Rounding off the 2019 Carnival capsule is our yearly pilgrimage to the origins of Carnival; reflected through the re-enactment of the Canboulay Riots and the Stickfighting competition known as Kalinda; the latter of which saw Roger Sambury emerging as winner of this intense competition. Canboulay or Kambule, is a soul-stirring reminder of the physical and psychological battles fought to give all Trinidad and Tobago citizens their right to revelry. Its growing appeal, particularly among foreign audiences, is a testament to our cultural sector’s ability to merge old traditions with the new to give us “the greatest show on earth.”
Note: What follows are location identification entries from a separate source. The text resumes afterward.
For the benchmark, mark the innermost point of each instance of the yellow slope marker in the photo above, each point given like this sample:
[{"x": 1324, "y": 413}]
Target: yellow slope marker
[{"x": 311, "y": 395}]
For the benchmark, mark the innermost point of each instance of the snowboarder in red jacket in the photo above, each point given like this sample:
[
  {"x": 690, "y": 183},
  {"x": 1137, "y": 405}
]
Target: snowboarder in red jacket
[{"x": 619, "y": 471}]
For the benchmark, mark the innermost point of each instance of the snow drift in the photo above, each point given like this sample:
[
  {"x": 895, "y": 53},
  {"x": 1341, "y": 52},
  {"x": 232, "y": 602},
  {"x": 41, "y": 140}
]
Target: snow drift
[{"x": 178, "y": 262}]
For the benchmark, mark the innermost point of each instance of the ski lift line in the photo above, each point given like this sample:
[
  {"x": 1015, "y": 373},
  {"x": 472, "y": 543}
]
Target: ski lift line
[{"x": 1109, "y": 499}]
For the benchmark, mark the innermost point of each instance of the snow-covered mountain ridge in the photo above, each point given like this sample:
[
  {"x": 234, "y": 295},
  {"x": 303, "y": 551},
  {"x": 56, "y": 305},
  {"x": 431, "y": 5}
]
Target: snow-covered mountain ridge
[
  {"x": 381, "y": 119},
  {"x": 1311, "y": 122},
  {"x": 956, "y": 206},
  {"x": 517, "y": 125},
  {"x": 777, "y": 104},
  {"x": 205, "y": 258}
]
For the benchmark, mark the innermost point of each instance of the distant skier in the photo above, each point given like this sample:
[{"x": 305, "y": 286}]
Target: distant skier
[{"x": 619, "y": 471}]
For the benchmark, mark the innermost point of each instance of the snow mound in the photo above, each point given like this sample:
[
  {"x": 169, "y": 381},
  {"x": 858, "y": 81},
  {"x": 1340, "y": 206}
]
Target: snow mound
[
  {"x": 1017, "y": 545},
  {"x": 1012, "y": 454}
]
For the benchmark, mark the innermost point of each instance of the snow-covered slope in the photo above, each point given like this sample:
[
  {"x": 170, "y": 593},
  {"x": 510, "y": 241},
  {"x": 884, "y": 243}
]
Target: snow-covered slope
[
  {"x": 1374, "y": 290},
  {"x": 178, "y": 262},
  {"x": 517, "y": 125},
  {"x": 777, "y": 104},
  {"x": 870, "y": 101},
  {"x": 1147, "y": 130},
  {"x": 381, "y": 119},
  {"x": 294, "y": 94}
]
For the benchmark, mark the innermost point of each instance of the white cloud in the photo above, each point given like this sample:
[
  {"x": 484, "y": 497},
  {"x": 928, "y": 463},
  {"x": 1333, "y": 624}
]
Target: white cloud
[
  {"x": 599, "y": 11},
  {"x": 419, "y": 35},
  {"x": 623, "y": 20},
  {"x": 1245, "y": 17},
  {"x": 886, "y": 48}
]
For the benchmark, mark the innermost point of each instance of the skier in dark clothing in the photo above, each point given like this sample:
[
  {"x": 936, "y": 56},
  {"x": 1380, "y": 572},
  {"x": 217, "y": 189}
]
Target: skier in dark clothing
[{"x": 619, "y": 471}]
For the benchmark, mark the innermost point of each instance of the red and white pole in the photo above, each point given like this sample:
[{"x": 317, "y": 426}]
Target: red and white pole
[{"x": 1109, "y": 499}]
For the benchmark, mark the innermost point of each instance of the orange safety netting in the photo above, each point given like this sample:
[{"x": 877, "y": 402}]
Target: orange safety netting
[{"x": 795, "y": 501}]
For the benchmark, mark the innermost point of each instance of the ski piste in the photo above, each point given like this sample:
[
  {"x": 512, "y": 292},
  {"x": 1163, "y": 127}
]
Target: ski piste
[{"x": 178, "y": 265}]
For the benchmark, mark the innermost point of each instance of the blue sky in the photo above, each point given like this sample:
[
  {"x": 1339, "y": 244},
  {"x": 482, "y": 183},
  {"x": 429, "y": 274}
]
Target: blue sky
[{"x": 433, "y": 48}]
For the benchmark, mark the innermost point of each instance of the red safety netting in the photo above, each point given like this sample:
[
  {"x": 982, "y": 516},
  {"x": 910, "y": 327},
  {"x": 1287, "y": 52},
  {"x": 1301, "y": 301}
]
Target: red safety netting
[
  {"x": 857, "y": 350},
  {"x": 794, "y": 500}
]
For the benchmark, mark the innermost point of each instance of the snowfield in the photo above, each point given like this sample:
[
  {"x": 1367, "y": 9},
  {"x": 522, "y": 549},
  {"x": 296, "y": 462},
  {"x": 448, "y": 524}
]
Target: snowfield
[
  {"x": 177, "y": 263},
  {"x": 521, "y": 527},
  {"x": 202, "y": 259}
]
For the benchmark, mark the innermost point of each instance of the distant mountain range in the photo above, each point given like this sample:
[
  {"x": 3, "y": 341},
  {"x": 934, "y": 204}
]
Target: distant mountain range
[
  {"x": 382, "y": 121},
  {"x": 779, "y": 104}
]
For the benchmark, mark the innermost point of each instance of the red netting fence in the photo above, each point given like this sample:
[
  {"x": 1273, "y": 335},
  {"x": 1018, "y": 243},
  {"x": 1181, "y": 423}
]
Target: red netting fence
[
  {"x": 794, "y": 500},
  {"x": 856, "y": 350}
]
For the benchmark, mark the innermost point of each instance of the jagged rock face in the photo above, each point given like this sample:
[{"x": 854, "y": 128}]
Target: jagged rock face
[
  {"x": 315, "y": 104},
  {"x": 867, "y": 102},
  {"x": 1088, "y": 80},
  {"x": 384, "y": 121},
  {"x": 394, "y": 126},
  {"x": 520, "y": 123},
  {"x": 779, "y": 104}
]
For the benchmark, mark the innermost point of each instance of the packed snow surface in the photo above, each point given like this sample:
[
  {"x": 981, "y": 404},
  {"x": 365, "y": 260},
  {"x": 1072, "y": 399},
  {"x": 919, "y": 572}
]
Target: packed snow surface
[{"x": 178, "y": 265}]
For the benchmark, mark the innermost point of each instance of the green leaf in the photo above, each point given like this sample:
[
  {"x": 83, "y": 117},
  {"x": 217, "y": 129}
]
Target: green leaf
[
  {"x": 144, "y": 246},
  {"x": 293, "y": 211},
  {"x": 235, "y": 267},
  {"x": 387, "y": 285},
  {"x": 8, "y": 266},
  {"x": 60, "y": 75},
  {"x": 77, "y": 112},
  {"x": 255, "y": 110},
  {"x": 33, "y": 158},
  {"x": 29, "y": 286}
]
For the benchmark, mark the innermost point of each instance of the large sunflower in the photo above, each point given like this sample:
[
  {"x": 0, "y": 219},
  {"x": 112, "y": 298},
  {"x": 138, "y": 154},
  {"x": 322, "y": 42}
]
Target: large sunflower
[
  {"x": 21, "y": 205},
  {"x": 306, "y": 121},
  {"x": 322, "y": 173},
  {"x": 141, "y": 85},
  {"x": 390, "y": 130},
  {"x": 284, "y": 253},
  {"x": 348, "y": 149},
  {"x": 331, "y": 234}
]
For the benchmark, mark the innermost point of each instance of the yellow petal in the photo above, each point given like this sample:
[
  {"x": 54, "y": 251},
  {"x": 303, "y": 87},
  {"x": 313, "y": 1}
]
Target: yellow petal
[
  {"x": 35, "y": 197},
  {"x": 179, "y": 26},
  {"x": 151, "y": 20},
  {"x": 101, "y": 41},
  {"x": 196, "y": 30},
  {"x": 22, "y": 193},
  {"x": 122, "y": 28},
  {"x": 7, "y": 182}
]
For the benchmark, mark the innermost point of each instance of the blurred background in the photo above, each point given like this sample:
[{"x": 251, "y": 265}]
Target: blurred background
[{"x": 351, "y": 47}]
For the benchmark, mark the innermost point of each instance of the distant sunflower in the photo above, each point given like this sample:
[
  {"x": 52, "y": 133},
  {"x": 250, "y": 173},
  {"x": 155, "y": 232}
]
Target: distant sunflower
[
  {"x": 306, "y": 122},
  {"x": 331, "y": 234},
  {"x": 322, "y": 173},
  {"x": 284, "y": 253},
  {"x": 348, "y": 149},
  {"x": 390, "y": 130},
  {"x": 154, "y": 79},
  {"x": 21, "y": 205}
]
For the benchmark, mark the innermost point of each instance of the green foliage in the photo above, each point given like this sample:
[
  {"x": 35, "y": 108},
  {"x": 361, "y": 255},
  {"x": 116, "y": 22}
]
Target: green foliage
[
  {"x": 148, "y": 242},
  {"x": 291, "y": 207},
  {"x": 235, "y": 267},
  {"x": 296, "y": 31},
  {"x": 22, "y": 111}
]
There were several changes to the usual Carnival line-up for 2019. The Calypso Monarch Finals was strategically re-positioned as the key element of the Thursday-night Kaisorama Extravaganza. The North Park was introduced to add versatility to the QPS landscape, and the Socadrome was included as part of the official NCC- sanctioned parade route. The traditional Dimanche Gras Show was re-imagined as a spectacular cultural showcase. Additionally, the Carnival Village at the Savannah featuring live entertainment nightly provided family entertainment and kept the QPS, Carnival City, abuzz with activity. These alterations were intended to enhance the overall carnival experience, and the National Carnival Commission, executing bodies, Pan Trinbago, TUCO, NCBA, TTCBA and the Ministry of Community Development, Culture and the Arts will continue to collaborate to produce the best carnival product each year.